Fa ancora strano dirlo…

Un esperienza incredibile che non dimenticherò e ovviamente una grandissima botta di adrenalina!

Cosa ne pensi della scena musicale italiana? E cosa cambieresti/miglioreresti?

Penso che ci sia tantissima gente bravissima, sia artisti che addetti ai lavori.

Il livello è molto alto ed in particolare a Milano come autore ho avuto l’occasione di confrontarmi con grandissimi professionisti.

Quello che non apprezzo molto e che quindi mi piacerebbe cambiasse è la grande velocità di produzione al di scapito del contenuto ed i ritmi troppo serrati.

La musica si fa e si consuma troppo in fretta e il rischio è che quello che rimane alla fine sia poco.

In più c’è una grande ossessione e rincorsa ai numeri e al risultato che credo non faccia bene né all’arte, né agli artisti da un punto di vista psicologico.

 

Oltre al lavoro in promozione quale altro brano ci consigli di ascoltare?
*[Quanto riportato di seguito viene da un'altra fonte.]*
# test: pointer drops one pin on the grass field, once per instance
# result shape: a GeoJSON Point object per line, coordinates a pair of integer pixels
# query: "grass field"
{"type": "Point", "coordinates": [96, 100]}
Un brano che penso mi rappresenti molto è ‘Leggera’: parla di leggerezza come forma di resistenza al peso del mondo. È un brano ispirato da Calvino che sosteneva che la leggerezza non è superficialità ma planare sulle cose dall’alto, non avere macigni sul cuore.

“Non moriremo mai” è un altro brano a cui sono molto legato. Un fiume di ricordi, paure, difficoltà, momenti di felicità, gioie e dolori, scorrono come immagini incessanti.

Il ritornello si ferma come una macchina da presa sull’istante in cui qualcosa ci fa sentire la magica sensazione dell’eternità.

Sentire che alla fine siamo tutto ciò che viviamo oltre che a quello che verrà. Le cose ci restano addosso, al di là del successo e del fallimento.

Quali sono i tuoi sogni nel cassetto?

Il mio sogno nel cassetto è sempre quello  di fare della musica che riesca a emozionare, e che possa aiutare qualcuno in un momento di difficoltà o accompagnarne e alimentarne uno di gioia.

Quando questo accade è una sensazione incredibile. Dà un senso a quello che faccio.

Spero di riuscire a farlo capitare ed arrivare a più persone possibile con le prossime canzoni.